Reporters: Geovanny Martinez and Anthony Davis-Dolphin
Devotion: Proverbs 11
This morning we had a bad start. At 9:30am, we got on the bus and Pastor Carol asked who were the reporters. We completely forgot today was our day. Because we forgot about our responsibilities, we read the entire Proverbs 11 and gave a summary on it later in the day. But before that happened, we toured Niagara Falls.
We were scheduled to take a ride on Maid of the Mist, a boat that takes you as close as possible to the falls. However, due to high levels of the falls, it was deemed unsafe to ride the boat due to the possibility of losing control. There was a possibility that we may be able to board at noon, but because we had to be on the road soon we were not able stay long. Instead, we stayed at the top and enjoyed the view of the falls and Canada! We learned that the Niagara Falls was formed at the end of the Ice Age. There are 3 waterfalls; The Canadian “Horseshoe” Falls, The American Falls, and the Bridal Veil Falls collectively named Niagara Falls. It is located at the border of Ontario, Canada and New York, United States. The Niagara River is about 264,000 square miles long. Its heights ranges from 167-174 feet. In 1678 it was discovered by a European man by the name of Louis Hennepin. A rail system was put in during the 1800s so that visitors can come and tour. Niagara Falls had the largest hydroelectric generator station and it opened in 1895. The power plant only transmitted 100 yards, but in 1896 Nikola Tesla transmitted more electricity to run the power plant. The rapids above the Falls reach the maximum speed of 25 miles per hour. However, the fastest speed recorded had been 68 miles per hour. The Falls were formed as ice sheets began to melt in the basins of the Great Lakes. The water flows into Niagara Falls from streams and rivers that empty into the Great Lakes. 1/5 of all the fresh water in the world can be found in Lake Michigan, Lake Huron, Lake Superior, and Lake Erie.
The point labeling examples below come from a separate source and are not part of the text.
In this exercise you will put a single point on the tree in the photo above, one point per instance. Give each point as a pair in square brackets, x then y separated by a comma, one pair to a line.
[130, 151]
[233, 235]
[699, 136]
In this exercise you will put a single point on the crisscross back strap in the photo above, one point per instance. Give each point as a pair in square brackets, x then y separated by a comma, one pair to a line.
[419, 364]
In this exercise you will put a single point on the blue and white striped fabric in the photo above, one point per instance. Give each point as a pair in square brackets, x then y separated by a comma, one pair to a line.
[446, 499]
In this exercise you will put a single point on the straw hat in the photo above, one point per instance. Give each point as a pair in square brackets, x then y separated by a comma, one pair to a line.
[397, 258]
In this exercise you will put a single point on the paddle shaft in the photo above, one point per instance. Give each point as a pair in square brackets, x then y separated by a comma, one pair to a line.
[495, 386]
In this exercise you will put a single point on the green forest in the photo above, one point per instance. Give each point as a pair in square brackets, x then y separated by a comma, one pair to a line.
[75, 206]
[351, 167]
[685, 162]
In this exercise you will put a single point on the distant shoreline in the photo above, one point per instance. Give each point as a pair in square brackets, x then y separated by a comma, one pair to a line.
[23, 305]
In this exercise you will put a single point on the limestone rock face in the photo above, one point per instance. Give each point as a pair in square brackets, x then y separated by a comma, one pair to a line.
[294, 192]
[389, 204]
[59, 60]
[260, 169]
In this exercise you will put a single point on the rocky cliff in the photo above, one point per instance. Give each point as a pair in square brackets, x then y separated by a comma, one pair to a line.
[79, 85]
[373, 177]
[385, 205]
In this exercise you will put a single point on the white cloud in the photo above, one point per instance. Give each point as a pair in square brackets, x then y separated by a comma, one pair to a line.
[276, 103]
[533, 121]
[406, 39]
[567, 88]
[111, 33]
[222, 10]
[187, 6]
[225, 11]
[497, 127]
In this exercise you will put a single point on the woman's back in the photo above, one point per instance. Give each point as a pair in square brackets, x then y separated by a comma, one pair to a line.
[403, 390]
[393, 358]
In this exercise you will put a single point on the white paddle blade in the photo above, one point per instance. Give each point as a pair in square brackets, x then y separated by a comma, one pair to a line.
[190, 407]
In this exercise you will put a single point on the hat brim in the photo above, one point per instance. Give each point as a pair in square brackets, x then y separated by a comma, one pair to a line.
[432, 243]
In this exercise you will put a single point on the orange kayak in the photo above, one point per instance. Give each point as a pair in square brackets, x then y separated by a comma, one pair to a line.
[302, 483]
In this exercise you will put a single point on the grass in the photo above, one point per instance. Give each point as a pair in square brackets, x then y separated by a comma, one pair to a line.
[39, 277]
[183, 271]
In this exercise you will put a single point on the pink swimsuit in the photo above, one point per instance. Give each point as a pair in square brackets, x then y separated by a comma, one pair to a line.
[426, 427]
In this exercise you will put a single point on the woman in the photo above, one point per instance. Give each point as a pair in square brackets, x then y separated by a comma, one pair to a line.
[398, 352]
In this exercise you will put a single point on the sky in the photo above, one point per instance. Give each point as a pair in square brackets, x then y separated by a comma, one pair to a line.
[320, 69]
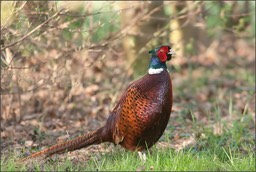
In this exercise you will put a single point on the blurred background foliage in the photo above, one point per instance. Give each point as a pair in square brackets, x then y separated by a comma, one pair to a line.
[64, 63]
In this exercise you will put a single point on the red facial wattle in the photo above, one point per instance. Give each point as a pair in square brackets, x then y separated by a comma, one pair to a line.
[162, 53]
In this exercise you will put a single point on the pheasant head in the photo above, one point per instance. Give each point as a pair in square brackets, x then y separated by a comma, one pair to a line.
[159, 56]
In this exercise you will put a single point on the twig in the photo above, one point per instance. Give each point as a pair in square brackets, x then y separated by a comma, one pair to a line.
[32, 31]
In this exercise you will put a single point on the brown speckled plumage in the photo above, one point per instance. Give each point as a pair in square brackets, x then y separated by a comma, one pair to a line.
[137, 121]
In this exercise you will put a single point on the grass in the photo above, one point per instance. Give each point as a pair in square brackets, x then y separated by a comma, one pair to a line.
[233, 150]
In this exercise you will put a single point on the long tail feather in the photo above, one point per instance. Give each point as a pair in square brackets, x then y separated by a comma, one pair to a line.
[76, 143]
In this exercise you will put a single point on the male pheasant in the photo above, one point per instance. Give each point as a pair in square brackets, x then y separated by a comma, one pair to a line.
[139, 118]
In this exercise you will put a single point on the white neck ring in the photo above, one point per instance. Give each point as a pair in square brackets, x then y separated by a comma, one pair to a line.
[152, 71]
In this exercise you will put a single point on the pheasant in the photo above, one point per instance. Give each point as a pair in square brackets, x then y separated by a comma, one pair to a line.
[139, 118]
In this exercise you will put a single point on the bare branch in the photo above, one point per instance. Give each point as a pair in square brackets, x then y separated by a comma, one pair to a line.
[32, 31]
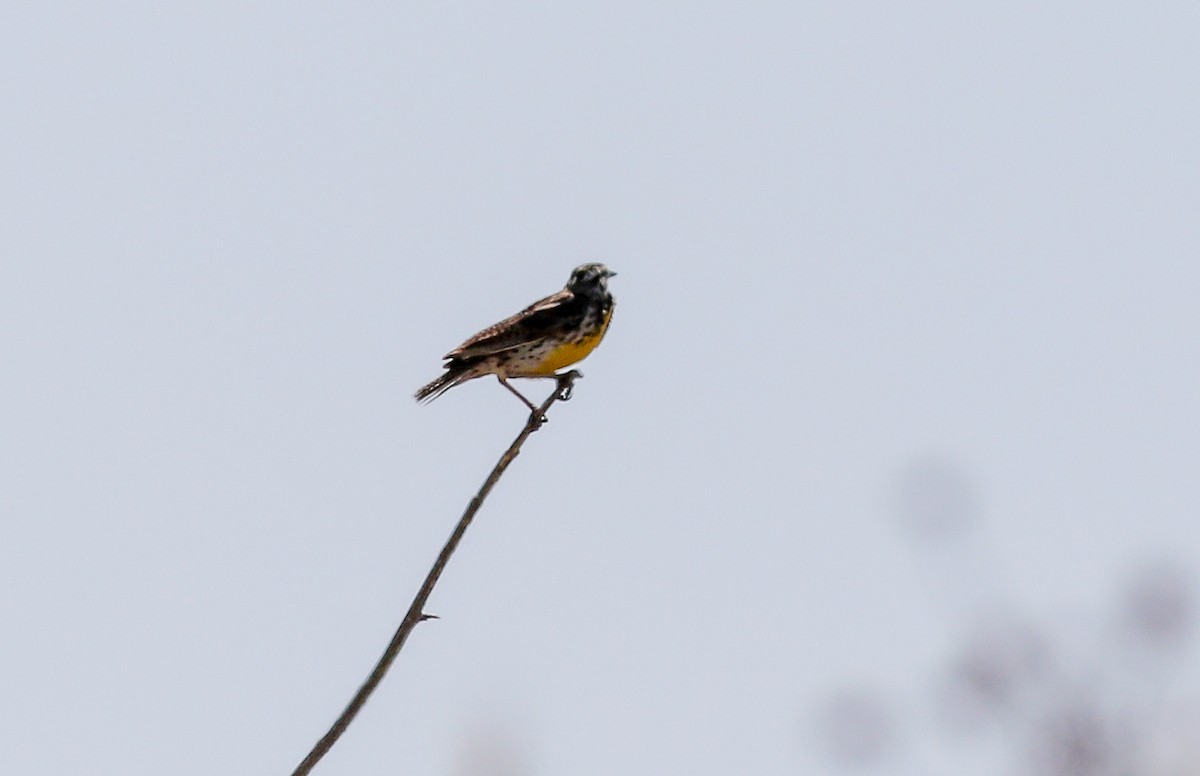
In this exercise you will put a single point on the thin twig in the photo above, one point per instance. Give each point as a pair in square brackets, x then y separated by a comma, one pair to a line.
[415, 611]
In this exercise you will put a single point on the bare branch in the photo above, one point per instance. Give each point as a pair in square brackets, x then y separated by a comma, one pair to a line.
[415, 614]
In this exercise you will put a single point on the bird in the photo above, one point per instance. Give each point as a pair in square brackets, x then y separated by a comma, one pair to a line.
[546, 336]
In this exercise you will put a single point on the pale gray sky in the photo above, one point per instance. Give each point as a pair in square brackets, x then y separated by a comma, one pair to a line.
[851, 238]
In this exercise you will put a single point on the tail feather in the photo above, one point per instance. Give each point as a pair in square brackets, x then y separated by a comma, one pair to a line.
[441, 385]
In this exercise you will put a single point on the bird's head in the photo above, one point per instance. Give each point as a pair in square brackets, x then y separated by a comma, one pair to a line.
[589, 278]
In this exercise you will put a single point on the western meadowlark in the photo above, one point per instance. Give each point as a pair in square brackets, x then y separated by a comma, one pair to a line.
[546, 336]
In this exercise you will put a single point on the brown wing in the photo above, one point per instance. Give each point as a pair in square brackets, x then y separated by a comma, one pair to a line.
[545, 316]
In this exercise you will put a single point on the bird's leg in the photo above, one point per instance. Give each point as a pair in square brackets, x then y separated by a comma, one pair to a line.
[563, 380]
[532, 407]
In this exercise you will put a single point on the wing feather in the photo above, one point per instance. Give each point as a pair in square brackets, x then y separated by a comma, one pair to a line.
[531, 324]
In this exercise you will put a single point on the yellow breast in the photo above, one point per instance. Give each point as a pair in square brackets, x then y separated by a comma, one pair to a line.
[569, 353]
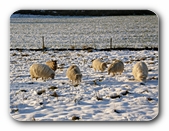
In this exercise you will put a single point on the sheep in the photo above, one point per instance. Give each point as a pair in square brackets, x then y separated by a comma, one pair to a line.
[97, 64]
[74, 74]
[52, 64]
[140, 71]
[41, 71]
[115, 67]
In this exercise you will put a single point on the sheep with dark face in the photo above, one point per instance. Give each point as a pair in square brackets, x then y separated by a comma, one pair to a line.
[115, 67]
[97, 64]
[41, 71]
[52, 64]
[74, 74]
[140, 71]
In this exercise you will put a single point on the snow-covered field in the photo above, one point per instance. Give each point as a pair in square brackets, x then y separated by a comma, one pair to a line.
[80, 32]
[99, 97]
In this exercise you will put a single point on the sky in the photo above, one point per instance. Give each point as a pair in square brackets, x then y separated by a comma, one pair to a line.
[8, 7]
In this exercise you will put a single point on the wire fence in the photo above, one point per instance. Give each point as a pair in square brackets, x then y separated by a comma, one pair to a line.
[97, 33]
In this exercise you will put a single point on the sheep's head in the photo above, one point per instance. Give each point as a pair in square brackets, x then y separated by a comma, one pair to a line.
[104, 66]
[78, 77]
[53, 75]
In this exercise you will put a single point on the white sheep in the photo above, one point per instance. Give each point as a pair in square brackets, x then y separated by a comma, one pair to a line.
[52, 64]
[140, 71]
[74, 74]
[41, 71]
[115, 67]
[97, 64]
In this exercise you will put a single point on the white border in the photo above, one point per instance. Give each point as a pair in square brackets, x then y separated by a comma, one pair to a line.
[8, 7]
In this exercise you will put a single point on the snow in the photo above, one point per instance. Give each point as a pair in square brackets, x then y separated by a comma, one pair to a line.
[140, 103]
[99, 97]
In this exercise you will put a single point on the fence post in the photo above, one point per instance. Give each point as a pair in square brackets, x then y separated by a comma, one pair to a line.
[110, 43]
[43, 44]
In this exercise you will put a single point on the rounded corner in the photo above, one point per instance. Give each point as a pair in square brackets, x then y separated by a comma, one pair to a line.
[154, 13]
[155, 118]
[13, 13]
[13, 117]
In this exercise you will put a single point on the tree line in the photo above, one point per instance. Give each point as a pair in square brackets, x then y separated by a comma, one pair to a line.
[85, 12]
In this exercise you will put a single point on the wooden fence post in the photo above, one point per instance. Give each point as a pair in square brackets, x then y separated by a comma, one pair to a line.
[110, 43]
[43, 44]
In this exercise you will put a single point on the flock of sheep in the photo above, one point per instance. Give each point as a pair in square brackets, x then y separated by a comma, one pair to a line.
[47, 70]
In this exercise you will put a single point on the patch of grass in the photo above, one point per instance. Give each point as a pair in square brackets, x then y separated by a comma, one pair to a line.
[41, 92]
[114, 97]
[54, 94]
[14, 110]
[53, 88]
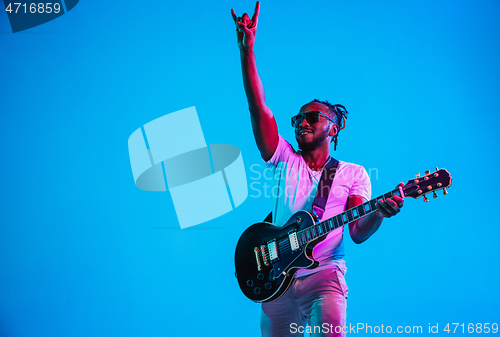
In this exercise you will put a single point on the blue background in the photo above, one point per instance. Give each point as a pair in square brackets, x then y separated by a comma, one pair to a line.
[83, 252]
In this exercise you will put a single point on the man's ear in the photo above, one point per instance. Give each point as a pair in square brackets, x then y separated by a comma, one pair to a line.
[333, 130]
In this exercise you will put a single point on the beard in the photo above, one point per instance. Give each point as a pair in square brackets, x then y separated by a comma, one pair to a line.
[314, 144]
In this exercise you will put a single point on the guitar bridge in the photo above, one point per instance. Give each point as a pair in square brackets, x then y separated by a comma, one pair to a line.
[294, 242]
[272, 248]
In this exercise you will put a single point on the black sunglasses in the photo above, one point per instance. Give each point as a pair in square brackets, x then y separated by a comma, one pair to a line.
[310, 116]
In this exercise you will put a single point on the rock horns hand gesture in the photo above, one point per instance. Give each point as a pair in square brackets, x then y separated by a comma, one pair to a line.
[246, 29]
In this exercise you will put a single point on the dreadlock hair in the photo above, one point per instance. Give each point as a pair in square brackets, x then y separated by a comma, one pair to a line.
[340, 114]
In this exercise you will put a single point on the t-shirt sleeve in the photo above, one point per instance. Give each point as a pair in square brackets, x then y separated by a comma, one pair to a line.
[362, 185]
[282, 153]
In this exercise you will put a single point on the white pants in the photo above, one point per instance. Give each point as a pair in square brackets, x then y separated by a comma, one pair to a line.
[317, 300]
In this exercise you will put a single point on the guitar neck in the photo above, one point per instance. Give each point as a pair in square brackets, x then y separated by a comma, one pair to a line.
[324, 227]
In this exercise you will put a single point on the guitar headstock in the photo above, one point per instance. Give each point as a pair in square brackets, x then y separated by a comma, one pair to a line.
[431, 182]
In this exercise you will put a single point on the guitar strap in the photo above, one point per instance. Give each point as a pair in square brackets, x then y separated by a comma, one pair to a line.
[324, 187]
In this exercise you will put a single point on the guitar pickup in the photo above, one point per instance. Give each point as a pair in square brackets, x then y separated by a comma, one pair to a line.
[294, 242]
[272, 248]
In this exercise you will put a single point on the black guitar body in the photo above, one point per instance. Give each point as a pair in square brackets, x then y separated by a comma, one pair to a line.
[267, 257]
[273, 278]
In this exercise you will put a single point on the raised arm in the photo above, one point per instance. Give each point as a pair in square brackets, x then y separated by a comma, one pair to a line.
[264, 125]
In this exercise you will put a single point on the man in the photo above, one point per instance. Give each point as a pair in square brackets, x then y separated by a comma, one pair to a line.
[317, 297]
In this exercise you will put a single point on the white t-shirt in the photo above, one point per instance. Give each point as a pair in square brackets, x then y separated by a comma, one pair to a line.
[294, 188]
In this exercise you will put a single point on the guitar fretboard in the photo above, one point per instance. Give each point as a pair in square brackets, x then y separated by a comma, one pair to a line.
[324, 227]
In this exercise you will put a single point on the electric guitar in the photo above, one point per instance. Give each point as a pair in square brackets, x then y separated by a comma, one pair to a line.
[268, 256]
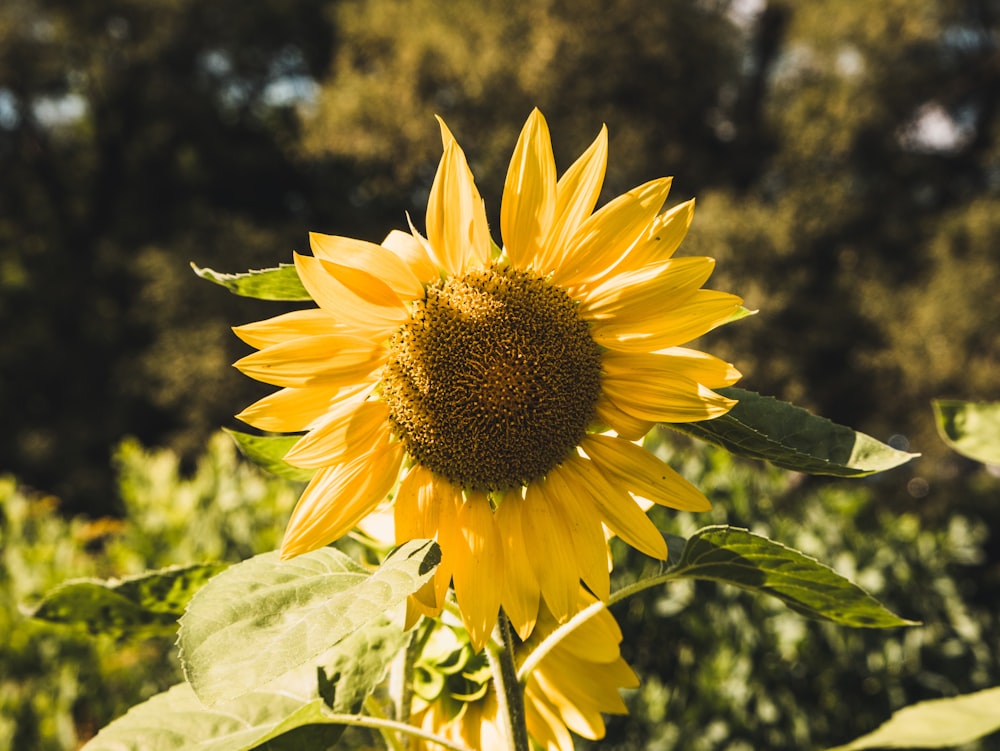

After our visit, we had breakfast/lunch at IHOP. When we left IHOP, we made our way to the New York Capitol: Albany. We passed the time by watching the movie Big Fat Liar. A few hours later we arrived at the capitol building. In 1899, Theodore Roosevelt declared the New York State Capitol complete in 1899. It took 25 years and cost about $25 million to build. Five architects worked on its design: Henry Richardson, Thomas Fuller, Isaac Perry, Leopold Eidlitz, and Phillip Hooker. The walls are 4-5 feet thick. Because electricity wasn’t invented yet, heat was the only source of light. Due to a fire in 1911, the library along with many other rooms were lost. In front of the building was a statue of Phillip Henry Sheridan. He was the General of the United States Army when the capitol was built.
We left the capitol and got back on the interstate when we saw the historic Hudson River. The Hudson River is 315 miles long and it flows from North to South through Eastern New York. The river was explored by Henry Hudson in 1609. It was a major route for Native Americans and later Dutch and English settlers. The source of the river is originated from Lake Tears of the Clouds in Essex County, New York.
On our way to the hotel, the group dined at a small country family restaurant called “Grandmas Pies and Restaurant”. It was a great choice as we were all satisfied. Tomorrow we are headed for Montpelier, Vermont.